Artikel II, onderdeel B (artikel 114 WEC)
Bij de instellingen voor visueel gehandicapte kinderen was reeds de mogelijkheid opgenomen bij de bekostiging voor de materiële instandhouding geen of geen volledige prijsbijstelling te geven, indien de rijksbegroting daarin niet voorzag. Uit het oogpunt van harmonisering van de regelgeving is in artikel 114 WEC op dit punt dezelfde regeling opgenomen als in artikel 111 WEC en artikel 113 WPO.
Ingevolge het Besluit van 4 april 2003 (Stb. 2003, 153) tot vaststelling van het tijdstip van inwerkingtreding van de Wet van 30 januari 2003 (Stb. 49) treden artikel 118 WPO en artikel 118a WPO zoals vastgesteld bij genoemde wet in werking. Artikel III voorziet erin dat de voorgestelde wijzigingen in artikel 113 WPO die in het onderhavig wetsvoorstel zijn vervat, analoog worden doorvertaald naar de artikelen 118 WPO en 118a WPO.

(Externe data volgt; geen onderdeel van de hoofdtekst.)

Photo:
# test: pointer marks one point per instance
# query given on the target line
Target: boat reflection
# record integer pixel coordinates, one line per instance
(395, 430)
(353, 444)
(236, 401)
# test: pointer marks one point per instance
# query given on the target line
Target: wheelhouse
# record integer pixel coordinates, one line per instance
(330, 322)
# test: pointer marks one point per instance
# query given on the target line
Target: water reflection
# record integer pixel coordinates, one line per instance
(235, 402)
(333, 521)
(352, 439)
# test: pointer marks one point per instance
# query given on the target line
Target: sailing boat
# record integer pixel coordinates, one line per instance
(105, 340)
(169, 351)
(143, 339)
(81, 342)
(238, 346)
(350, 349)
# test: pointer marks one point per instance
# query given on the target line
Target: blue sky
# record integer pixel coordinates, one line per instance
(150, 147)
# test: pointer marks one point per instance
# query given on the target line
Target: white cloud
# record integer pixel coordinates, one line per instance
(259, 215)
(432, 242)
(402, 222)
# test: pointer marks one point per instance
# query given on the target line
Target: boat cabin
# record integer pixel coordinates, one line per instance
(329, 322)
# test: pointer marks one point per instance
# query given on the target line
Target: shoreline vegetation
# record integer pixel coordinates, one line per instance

De voorgestelde wijzigingen zijn voor het eerst van toepassing voor de bekostiging over het kalenderjaar 2007. Dit betekent dat de huidige bepalingen van de WPO en de WEC en de daarop gebaseerde besluiten, van toepassing blijven op beslissingen en geschillen die betrekking hebben op de periode voorafgaand aan dat kalenderjaar.